Would you rather be rich or famous?
Questions like this are fun but fruitless.
Let’s have some fruitless. (Disregard that some of your options are deceased.)
Would you rather be one of the Beatles or one of the Rolling Stones?
Thomas Edison or Nikola Tesla? Bruce Jenner or Caitlyn Jenner?
Would you rather be Sarah Huckabee Sanders or Colonel Sanders?
Would you rather be allergic to country music or allergic to rap? (I’m both.)
Would you rather be a cat or a dog? Cat Stevens or Dog the Bounty Hunter?
Would you rather own a Mustang dealership or the Mustang Ranch?
Would you rather be Jerry Lewis or Jerry Lee Lewis?
Ulysses S. Grant or Cary Grant?
As this adventure (life) of mine is winding down, I have very few regrets. I wish I were more musical. Actually, I am not musical at all. I can “Name That Tune” with the best of them, but I can’t play music on anything except the radio.
But if I had to choose between music and writing or music and art or music and humor, I couldn’t do it. I am happy with what I have.
I wouldn’t mind trying rich and famous for a month or two. But famous for what?
Would you rather be a jewel thief or Rickey Henderson, the all-time leader in stolen bases?

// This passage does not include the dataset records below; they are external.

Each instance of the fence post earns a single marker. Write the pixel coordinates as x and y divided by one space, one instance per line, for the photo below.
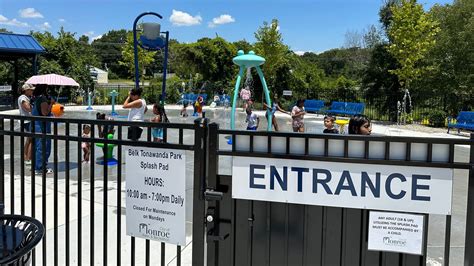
2 167
212 227
469 244
200 135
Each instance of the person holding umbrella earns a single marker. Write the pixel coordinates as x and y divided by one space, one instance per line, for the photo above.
24 105
42 107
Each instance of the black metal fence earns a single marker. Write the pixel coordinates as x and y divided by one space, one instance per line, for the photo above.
82 204
247 232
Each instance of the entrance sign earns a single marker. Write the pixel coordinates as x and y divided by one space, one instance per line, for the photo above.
155 194
349 185
396 232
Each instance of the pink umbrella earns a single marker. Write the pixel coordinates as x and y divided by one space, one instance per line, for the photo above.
52 79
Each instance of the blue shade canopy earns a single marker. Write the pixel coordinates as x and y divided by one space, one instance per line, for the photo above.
19 44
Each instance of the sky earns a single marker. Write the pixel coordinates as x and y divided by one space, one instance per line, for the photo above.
305 25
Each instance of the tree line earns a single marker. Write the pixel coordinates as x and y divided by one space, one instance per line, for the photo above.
430 53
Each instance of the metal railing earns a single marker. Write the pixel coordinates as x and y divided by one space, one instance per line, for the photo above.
265 233
81 205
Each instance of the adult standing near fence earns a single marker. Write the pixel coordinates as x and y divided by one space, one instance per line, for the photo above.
137 107
297 114
273 109
42 107
360 125
24 105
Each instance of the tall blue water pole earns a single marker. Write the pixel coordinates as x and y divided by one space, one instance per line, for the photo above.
135 45
165 67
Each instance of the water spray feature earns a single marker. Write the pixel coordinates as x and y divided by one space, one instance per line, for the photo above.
247 61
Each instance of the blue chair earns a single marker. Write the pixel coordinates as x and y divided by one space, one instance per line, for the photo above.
346 108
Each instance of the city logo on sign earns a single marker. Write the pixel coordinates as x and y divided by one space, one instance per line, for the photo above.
394 242
154 233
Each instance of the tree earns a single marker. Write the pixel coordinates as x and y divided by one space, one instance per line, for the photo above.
145 58
412 34
67 56
270 46
108 49
353 39
372 37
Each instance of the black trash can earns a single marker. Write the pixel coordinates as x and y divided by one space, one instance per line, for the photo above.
18 236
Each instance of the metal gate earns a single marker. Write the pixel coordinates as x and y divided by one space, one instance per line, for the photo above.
82 205
246 232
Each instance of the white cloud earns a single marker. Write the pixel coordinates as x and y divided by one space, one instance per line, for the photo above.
45 26
222 19
179 18
29 13
14 22
300 53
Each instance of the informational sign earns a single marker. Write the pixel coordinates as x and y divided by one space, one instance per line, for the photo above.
349 185
396 232
6 88
155 188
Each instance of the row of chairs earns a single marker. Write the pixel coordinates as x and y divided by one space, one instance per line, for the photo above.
336 108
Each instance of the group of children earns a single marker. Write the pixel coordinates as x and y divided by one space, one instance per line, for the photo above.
358 125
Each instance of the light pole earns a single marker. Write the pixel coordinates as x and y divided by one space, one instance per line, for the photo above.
151 40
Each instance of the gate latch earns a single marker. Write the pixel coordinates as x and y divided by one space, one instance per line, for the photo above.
211 195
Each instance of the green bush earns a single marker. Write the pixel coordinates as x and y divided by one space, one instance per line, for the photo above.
437 118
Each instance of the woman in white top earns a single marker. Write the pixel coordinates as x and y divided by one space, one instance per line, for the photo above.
137 112
24 105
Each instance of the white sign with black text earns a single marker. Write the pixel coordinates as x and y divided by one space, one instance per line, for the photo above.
155 194
396 232
348 185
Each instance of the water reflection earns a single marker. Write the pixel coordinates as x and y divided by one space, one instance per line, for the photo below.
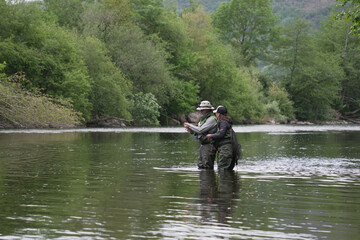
218 195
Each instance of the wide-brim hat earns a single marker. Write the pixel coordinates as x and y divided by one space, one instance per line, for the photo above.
205 105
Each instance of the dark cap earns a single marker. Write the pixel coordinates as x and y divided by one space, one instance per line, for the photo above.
221 109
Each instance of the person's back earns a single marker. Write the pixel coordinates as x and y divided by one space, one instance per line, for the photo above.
206 125
222 139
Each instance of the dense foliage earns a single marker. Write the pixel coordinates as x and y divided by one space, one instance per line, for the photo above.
147 61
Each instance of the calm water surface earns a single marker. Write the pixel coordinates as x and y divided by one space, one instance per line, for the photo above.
294 182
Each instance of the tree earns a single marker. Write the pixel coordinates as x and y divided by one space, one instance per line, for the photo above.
101 18
109 88
143 62
337 40
68 13
351 12
311 77
248 25
220 81
46 53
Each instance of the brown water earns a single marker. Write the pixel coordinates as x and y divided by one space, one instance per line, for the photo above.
293 183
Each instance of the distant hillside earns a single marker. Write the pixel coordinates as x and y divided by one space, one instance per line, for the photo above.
312 10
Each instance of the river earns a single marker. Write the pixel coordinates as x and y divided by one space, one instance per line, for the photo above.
294 182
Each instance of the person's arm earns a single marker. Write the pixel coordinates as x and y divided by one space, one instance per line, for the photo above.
223 127
203 129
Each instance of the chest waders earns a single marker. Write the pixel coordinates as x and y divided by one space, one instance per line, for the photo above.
206 155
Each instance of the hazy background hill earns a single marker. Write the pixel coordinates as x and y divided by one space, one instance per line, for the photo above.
312 10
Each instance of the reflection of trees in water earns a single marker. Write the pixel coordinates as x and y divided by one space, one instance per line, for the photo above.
218 194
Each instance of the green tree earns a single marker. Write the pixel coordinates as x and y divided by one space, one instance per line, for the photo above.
351 12
248 25
143 62
46 53
311 77
145 109
337 40
220 81
68 13
169 32
102 17
109 88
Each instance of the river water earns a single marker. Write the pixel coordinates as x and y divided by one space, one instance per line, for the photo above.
294 182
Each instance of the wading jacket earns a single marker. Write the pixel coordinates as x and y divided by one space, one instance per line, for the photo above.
222 136
207 125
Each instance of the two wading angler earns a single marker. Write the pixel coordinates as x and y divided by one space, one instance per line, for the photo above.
206 125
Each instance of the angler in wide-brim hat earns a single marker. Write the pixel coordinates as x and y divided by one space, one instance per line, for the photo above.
206 125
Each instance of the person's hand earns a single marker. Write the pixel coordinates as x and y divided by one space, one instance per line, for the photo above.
186 125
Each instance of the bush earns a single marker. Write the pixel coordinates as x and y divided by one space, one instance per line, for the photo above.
145 109
23 109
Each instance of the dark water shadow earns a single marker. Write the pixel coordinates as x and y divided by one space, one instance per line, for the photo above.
218 194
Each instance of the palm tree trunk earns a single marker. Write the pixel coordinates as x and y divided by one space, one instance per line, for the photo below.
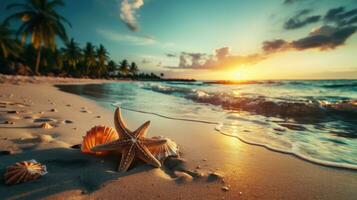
38 61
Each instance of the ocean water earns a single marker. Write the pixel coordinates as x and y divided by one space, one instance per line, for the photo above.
313 120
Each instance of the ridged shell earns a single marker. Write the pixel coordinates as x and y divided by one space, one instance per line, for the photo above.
24 171
98 135
161 152
46 125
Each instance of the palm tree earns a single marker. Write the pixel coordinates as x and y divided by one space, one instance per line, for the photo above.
89 56
133 69
102 55
124 67
112 67
72 53
40 20
8 45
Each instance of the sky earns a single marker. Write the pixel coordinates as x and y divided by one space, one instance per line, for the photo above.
221 39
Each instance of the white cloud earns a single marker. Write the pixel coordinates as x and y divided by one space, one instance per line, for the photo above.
128 10
136 40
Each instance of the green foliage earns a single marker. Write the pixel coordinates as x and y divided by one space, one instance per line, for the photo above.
8 45
40 25
41 22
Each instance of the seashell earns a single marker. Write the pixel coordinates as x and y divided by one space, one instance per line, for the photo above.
46 125
24 171
161 152
98 135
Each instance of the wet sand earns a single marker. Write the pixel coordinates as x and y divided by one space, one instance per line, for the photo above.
213 166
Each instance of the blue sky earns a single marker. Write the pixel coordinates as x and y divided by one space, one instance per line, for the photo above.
201 27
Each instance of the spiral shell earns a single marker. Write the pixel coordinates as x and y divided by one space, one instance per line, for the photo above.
24 171
161 152
98 135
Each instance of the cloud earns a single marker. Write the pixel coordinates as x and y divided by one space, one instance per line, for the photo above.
288 2
294 23
145 61
275 45
128 10
299 20
324 38
170 55
341 17
220 60
136 40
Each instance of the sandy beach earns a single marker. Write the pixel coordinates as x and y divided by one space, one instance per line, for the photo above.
212 165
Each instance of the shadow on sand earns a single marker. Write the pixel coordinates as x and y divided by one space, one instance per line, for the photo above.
68 169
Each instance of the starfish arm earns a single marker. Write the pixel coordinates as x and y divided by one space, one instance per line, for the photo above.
127 157
145 155
120 126
115 145
153 142
142 130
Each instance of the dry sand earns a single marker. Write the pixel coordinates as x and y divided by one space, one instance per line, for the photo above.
215 166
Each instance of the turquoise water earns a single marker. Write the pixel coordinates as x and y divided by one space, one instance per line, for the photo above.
314 120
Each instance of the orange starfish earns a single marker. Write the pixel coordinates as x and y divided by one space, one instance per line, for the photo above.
131 144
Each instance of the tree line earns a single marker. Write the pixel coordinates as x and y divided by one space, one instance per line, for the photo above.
32 48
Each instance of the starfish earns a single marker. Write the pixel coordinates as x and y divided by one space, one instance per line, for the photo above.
131 144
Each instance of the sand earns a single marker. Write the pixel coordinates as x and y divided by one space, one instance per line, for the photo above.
213 166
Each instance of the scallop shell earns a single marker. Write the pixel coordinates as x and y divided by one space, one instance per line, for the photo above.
24 171
98 135
161 152
46 125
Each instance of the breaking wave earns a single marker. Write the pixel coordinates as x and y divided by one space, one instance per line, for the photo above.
259 104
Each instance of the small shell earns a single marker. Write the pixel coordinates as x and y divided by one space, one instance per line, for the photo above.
46 125
161 152
98 135
24 171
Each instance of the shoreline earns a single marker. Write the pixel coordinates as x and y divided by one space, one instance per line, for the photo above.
249 171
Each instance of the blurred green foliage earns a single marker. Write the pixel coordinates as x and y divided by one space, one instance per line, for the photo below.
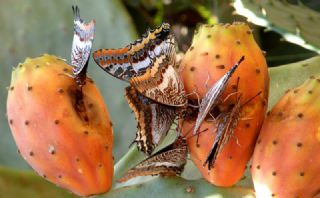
32 27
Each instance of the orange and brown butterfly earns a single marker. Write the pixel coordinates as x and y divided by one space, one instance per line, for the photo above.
148 64
81 46
227 121
169 161
154 120
132 60
212 97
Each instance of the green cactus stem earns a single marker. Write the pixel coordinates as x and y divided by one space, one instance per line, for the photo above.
296 23
178 187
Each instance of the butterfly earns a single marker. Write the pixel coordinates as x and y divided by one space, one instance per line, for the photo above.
81 46
155 87
169 161
211 99
132 60
226 123
154 120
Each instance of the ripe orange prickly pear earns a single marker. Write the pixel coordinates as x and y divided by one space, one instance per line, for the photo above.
214 50
286 161
61 143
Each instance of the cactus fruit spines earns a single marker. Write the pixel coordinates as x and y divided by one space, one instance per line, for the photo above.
213 51
70 150
286 161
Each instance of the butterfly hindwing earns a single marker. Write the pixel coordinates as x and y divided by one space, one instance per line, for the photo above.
168 161
211 99
82 42
154 120
161 82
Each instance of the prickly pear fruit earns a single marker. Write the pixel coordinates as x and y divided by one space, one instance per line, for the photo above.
213 52
65 138
286 161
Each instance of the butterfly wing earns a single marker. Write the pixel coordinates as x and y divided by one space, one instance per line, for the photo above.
154 120
82 42
168 161
227 123
161 82
210 100
132 60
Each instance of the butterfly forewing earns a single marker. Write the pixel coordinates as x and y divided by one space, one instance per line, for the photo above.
168 161
82 43
154 120
211 99
132 60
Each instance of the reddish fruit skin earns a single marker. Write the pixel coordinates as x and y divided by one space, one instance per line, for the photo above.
50 135
286 162
213 52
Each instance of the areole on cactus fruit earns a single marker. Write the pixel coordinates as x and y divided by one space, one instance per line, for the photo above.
61 143
286 161
214 50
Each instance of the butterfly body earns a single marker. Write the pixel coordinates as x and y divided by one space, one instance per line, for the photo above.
132 60
166 162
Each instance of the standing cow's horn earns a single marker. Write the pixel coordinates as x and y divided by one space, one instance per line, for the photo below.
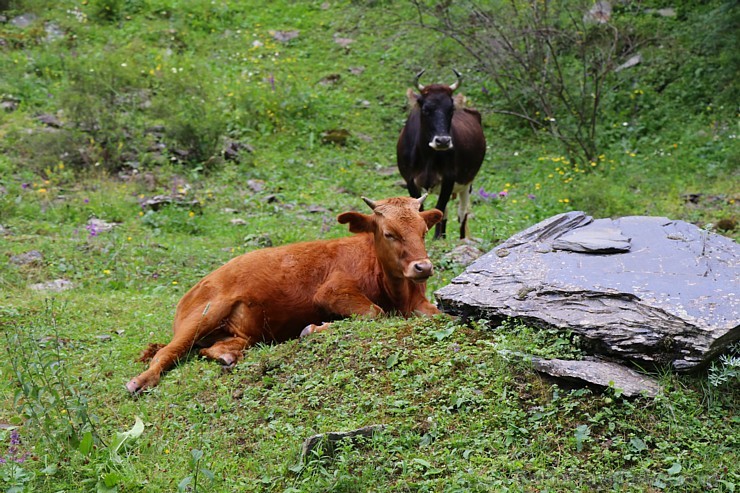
421 200
458 81
369 202
416 79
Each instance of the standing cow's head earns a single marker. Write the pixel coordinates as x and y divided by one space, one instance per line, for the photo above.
399 227
436 106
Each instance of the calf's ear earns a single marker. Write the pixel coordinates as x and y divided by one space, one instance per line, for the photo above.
432 217
358 223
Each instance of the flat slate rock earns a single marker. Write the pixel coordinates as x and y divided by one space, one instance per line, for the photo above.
646 289
600 373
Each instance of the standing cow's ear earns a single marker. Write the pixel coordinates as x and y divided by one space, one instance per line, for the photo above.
432 217
358 223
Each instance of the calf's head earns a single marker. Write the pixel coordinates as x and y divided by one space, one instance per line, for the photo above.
436 106
398 227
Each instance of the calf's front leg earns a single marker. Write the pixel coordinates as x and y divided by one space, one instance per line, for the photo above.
340 296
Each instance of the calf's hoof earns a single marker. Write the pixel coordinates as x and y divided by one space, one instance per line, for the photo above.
228 361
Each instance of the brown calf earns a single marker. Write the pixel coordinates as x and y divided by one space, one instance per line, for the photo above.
275 294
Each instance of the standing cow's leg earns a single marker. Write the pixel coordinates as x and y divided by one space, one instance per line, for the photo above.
189 327
463 210
445 193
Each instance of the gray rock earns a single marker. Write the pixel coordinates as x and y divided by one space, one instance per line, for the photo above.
329 440
670 299
601 373
594 238
27 258
23 21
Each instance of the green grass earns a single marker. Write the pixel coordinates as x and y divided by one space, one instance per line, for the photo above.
459 415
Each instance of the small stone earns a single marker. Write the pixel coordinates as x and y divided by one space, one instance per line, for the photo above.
55 286
330 440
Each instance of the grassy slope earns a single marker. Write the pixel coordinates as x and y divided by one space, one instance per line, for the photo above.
459 416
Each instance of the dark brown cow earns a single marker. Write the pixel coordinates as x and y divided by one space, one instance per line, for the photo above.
280 293
441 148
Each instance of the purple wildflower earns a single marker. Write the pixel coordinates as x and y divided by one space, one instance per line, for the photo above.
13 454
485 195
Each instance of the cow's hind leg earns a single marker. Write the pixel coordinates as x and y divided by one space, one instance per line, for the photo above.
227 351
445 192
189 328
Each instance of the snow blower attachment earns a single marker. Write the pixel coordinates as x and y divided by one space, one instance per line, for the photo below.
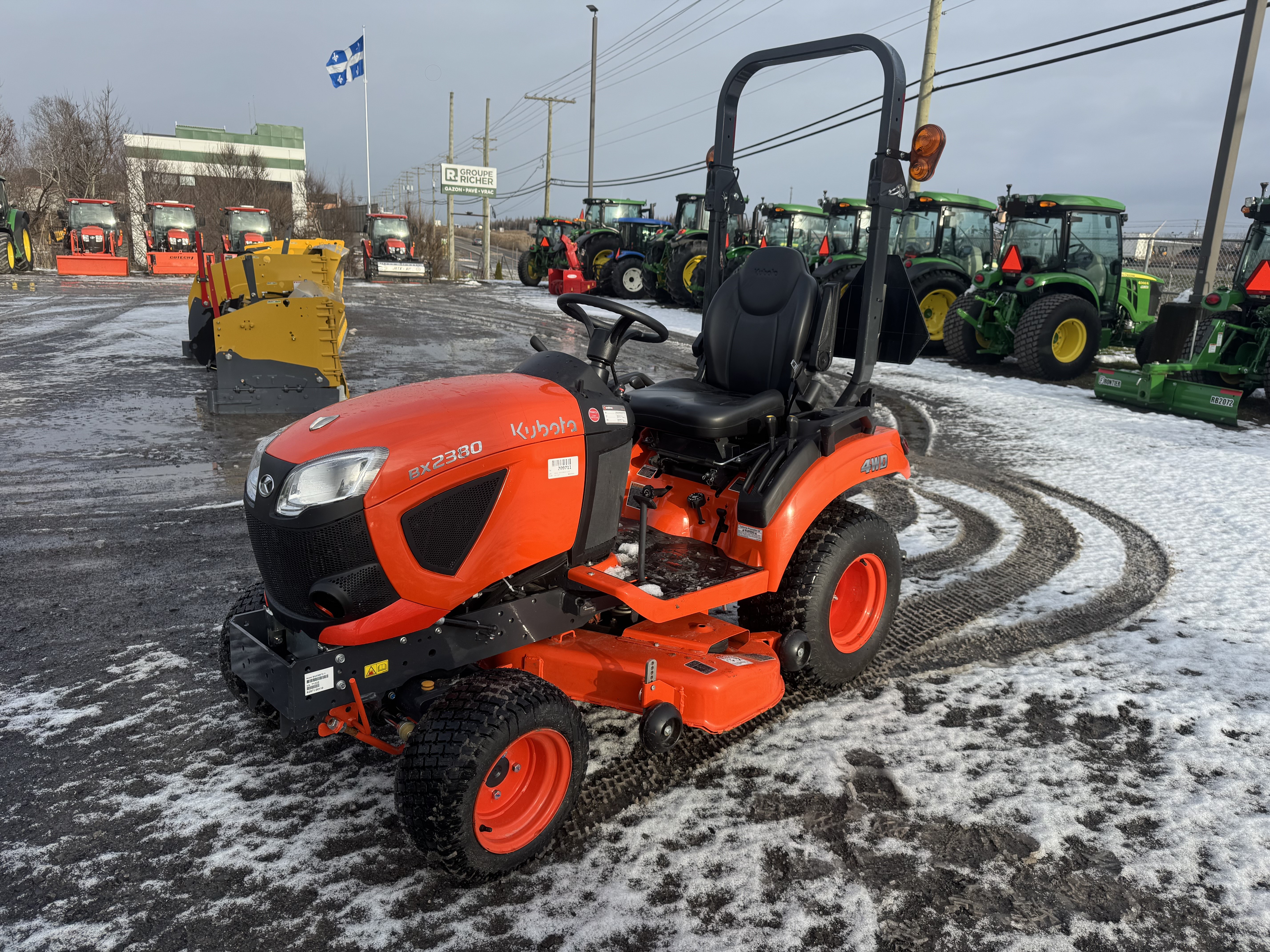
92 238
388 251
271 327
169 230
450 567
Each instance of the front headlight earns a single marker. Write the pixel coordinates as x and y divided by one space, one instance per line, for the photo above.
331 479
253 472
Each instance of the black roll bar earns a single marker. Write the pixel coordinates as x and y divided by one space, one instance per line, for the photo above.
888 188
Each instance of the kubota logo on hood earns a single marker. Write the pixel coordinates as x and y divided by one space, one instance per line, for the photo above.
537 430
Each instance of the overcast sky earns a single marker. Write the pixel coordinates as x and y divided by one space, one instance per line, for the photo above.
1140 124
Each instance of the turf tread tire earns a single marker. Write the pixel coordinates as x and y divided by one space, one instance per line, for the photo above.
1034 332
841 527
453 751
959 336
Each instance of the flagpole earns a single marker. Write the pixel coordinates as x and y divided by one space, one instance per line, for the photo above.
366 105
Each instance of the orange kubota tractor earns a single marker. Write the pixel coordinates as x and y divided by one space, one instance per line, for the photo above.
92 239
450 567
169 230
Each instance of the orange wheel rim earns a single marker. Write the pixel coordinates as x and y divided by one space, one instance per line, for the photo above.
858 604
519 799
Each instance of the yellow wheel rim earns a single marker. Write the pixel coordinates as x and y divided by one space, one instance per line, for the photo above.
935 309
1070 339
690 270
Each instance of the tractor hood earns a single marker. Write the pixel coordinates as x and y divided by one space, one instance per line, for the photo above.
435 426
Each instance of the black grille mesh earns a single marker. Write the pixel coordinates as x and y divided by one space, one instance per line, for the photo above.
442 531
293 560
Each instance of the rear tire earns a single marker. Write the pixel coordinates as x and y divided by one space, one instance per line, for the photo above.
684 271
525 270
467 751
936 292
841 590
962 341
629 278
251 600
1058 337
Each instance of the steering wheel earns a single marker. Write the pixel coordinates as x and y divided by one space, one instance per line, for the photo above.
622 332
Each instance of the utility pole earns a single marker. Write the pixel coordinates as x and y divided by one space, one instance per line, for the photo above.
484 202
924 97
551 102
450 200
591 149
1229 152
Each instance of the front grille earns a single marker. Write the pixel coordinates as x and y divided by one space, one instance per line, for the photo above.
442 531
341 553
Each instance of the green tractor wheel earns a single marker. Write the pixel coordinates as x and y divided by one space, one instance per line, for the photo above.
528 271
685 272
935 294
1203 332
962 339
1058 337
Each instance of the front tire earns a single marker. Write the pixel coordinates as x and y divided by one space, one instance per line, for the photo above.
1058 337
629 278
841 590
526 270
962 339
936 292
492 772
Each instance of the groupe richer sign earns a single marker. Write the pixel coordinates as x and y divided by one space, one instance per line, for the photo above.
469 181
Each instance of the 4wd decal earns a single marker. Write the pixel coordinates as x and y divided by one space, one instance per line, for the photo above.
533 431
450 456
874 464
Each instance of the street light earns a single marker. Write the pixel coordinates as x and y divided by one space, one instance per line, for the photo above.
591 149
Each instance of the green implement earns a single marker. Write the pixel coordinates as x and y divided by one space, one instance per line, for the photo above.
1058 294
1212 357
16 252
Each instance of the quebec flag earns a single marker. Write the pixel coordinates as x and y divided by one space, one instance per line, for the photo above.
347 64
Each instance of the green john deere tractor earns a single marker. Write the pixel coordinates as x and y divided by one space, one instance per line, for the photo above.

Would you rather be Godzilla or King Kong? Dr. Jekyll or Mr. Hyde?
Steve Lawrence or Eydie Gormé? Seals or Crofts? Ben or Jerry?
Would you rather have a walk-on part in a war, or a lead role in a cage?
Would you rather be Pink or Pink Floyd?
UCLA or ACLU?
George Will or Will Rogers? Mr. Rogers or Captain Kangaroo? Would you rather be a contestant on “The Price is Right” or have a measureable IQ?
Would you rather have a ton of friends or 2,000 friends?
Would you rather be Hoda or Yoda? Sarah Palin or Michael Palin? Katharine Hepburn or Audrey Hepburn?
Synonym or antonym? Protagonist or antagonist? Would you rather be a metaphor or a cliché? (Be careful what you wish for.)
Wide receiver or tight end?
Would you rather watch an Adam Sandler movie or hit yourself over the head with a croquet mallet?
“The Secret Life of Walter Mitty” is a short story written by James Thurber. Mitty is an uneventful man who daydreams about being someone he is not: a magnificent surgeon, a deadly assassin, and a Royal Air Force pilot, among others (the film versions are somewhat different).
It’s natural to imagine yourself leading the team down the field in the fourth quarter, or hitting the walk-off to put your team in the play-offs. Those are not unrealistic.
Becoming a millionaire overnight supports the concept of the lottery. I see a one-legged man in a wheelchair scratching a lottery ticket at least once a week, and I always hope I will hear him say, “Hallelujah.”